The velvet rope is pulled, the curtains part to reveal the stage beyond and the audience gasps at what is revealed: The town drunk is sprawled out on a threadbare rug mumbling something that might be poetry into a broken microphone in between sips on his bottle. Behind him two cheap sparkler fireworks flank an inflatable three ring pool with a child jumping up and down splashing water everywhere. In the background you can see half-made props laid out in random fashion and two set- builders deeply engrossed in a game of backgammon. The man next to you turns with a stupid grin on his face and says:
"This is great! I wonder what they do for an encore?"
If this reminds you of the release of any modern MMO, you're not alone. I'm not going to bemoan the fabricated hype that surrounds the release of most broken juggernauts or hurl textual abuse at the latest game to disappoint me though. I realized it's not the half done design or the shoddy server architecture that really makes me shake my head when I log on: It's the brute force stupidity of linear advancement!
I can only imagine the focus groups that guided game Devs and companies down this path. Dolphins can jump through hoops and monkeys can pound out a sequence of buttons if you give them a banana when they're done so why should humans be any different right? The same kind of people who are intimidated by game systems with depth are also the ones who get lost when they get off the highway or stand in front of a microwave yelling "Cmon! I don't have all minute!"
Let me clarify here a bit what I mean by linear systems. Most MMOs are little road-worlds that lead from easy to hard with some stuff in between. If your goal is to do anything but level or train skills your are pretty much S.O.L.. You can take your hard-earned money and craft weapons, armor and er...stuff that helps you fight monsters.
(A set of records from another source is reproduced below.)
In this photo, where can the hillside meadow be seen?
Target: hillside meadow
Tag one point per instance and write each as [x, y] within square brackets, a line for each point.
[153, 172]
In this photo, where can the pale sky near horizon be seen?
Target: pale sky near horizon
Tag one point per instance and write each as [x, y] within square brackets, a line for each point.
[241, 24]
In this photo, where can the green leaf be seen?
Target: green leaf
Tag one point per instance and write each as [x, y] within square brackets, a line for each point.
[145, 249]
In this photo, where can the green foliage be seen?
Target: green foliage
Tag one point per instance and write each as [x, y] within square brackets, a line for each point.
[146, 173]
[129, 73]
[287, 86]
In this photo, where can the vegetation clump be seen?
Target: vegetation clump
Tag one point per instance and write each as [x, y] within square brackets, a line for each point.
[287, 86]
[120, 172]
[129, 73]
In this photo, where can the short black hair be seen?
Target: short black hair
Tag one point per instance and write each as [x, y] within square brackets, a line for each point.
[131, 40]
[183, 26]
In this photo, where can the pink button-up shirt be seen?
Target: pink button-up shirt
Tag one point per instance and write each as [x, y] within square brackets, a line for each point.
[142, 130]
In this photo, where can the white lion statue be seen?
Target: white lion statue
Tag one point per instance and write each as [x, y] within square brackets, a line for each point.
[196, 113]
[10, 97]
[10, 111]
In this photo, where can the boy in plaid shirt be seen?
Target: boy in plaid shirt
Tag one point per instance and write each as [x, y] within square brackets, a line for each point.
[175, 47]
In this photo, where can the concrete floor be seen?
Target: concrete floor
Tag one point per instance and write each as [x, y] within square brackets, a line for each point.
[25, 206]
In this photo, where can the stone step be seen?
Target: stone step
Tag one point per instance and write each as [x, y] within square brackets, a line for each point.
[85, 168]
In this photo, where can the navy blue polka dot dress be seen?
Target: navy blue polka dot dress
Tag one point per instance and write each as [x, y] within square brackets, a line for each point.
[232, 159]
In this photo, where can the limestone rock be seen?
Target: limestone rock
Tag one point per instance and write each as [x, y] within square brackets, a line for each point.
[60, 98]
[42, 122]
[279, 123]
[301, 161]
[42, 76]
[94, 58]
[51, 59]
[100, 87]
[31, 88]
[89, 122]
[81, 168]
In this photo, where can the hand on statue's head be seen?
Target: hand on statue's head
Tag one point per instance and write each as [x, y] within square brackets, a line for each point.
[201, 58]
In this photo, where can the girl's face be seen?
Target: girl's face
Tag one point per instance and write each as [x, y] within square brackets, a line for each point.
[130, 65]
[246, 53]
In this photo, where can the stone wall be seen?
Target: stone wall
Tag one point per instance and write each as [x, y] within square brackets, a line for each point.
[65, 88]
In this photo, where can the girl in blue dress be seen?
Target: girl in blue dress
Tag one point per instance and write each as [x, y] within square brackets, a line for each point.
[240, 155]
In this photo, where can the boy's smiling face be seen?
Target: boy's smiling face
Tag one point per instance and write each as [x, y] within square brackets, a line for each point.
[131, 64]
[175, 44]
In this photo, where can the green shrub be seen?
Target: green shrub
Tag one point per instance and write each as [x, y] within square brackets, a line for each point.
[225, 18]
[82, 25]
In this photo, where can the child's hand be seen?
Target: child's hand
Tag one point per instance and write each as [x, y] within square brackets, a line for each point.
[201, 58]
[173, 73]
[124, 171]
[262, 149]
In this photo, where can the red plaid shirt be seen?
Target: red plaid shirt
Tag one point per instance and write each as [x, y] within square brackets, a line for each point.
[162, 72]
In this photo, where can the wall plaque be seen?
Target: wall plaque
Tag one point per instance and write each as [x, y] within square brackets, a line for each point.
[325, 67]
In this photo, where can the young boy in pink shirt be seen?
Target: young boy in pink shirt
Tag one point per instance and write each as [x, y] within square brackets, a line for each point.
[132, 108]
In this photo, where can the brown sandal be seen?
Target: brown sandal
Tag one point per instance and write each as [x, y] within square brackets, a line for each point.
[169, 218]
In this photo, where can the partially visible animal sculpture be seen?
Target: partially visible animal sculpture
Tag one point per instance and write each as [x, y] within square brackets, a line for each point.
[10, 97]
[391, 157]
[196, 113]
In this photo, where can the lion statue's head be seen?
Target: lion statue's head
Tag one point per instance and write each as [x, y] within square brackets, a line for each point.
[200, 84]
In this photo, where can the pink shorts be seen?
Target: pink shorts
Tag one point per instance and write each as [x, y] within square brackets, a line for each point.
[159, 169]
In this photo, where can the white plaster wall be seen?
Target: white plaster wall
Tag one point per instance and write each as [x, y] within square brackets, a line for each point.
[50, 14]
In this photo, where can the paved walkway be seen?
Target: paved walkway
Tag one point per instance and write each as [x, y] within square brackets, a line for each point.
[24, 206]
You can be social and chat it up with your friends at a bar, but that's pretty much makes it a chatroom with a monthly fee. In short the genre is about making a game, not a world and I'm OK with that.
The real problem with this design is that players are pretty much ushered from zone to zone by the quests and the diminishing returns on the XP you gain from the monsters you find. Games that have tried to divorce themselves from this are billed as 'void and lifeless' because apparently not having a game shoving you through its content is 'tedious' by a mirthless majority. Since (most) MMOs have never really tried to be difficult or complex outside of the standard templates and special skill spamming, the real hardcore players have to be content with designing macros and smack talking in chat channels. No matter whether you play fifty or five hours a day though, you're still on the same merry-go round.
We design these beautifully hand crafted worlds then divide them up into level tiered areas and make them inaccessible unless you have put enough of your time currency in them a la Freelancer. In that kind of environment you'll have to excuse me for not being impressed with your fancy mount or leet player-owned mansion. Maybe if we ever get some games that give you a chance to lose, it might mean something. Remember that handles are on the treadmill for a reason folks.
No other genre of game allows as many people the opportunity to interact and it's all being flushed down the toilet with systems that remove any kind of free will and choices with consequences. Hopefully with all the attention on the blockbusters, investors don't forget that some of the most successful titles did more than just lead you by the nose to the endgame.
Sorry to wake you pal, but this is the last stop. You'll have to wait another week for this train to elitism. Sign a comment card if you like and drop it in the circular file with the others and I'll dump..er..read them when I get a chance. Watch your step!